The initial and terminal Filters
The initial filter matches if the current position is the initial position, i.e. the position with position id 0 and no parent. Note that while the initial position is usually the standard starting position in chess, this need not be the case if the FEN PGN tag is used to specify an alternate initial position for the game. initial is equivalent to not parent and positionid == 0.
The terminal filter matches if the current position ends the mainline or a variation, i.e. if the position has no children. terminal is equivalent to not child.
The mainline and variation Filters
A mainline position is one that can be reached from the initial position exclusively via primary moves, all other positions are variations. The mainline filter matches if the current position is a mainline position. The variation filter matches if the current position is a variation position. mainline is equivalent to not variation and depth == 0. variation is equivalent to not mainline and depth > 0.

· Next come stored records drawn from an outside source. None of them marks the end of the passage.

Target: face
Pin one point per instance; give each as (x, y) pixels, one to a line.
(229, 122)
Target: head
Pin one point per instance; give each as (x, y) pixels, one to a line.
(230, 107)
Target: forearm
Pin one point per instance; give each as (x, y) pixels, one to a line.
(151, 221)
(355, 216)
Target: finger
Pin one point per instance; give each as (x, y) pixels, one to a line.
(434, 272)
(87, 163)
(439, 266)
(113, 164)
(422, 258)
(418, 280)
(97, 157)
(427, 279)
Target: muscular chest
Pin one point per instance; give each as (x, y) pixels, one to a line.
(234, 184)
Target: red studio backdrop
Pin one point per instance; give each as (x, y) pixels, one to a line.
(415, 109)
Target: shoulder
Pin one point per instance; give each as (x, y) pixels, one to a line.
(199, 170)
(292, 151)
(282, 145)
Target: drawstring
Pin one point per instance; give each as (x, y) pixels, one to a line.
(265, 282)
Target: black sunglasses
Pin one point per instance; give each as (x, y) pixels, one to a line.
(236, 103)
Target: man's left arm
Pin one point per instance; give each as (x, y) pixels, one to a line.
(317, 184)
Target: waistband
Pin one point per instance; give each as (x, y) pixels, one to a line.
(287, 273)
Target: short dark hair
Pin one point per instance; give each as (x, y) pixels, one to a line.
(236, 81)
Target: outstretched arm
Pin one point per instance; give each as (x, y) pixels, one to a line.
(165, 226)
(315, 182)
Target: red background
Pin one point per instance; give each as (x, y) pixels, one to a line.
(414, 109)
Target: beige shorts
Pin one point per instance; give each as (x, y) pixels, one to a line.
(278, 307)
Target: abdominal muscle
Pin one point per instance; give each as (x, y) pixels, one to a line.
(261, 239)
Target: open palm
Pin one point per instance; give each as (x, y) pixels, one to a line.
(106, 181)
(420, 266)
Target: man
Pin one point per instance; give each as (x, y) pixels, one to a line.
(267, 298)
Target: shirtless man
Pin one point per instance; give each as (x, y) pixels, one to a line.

The depth, distance, and lca Filters
The depth filter yields the variation depth of the current position, i.e. the number of secondary moves that need to be traversed from the initial position to reach the current position. The distance and lca filters each accept a parenthesized argument list containing two position arguments. The lca filter yields the position that is the LCA (latest common ancestor) of the provided positions. The distance filter yields the numeric distance between the provided positions, i.e. the sum of the number of moves separating each position from the LCA of the positions.
The virtualmainline Filter
The virtualmainline filter yields true if the current position is a virtual mainline position, i.e. if it can be reached from the initial position without traversing secondary moves when it is White to move.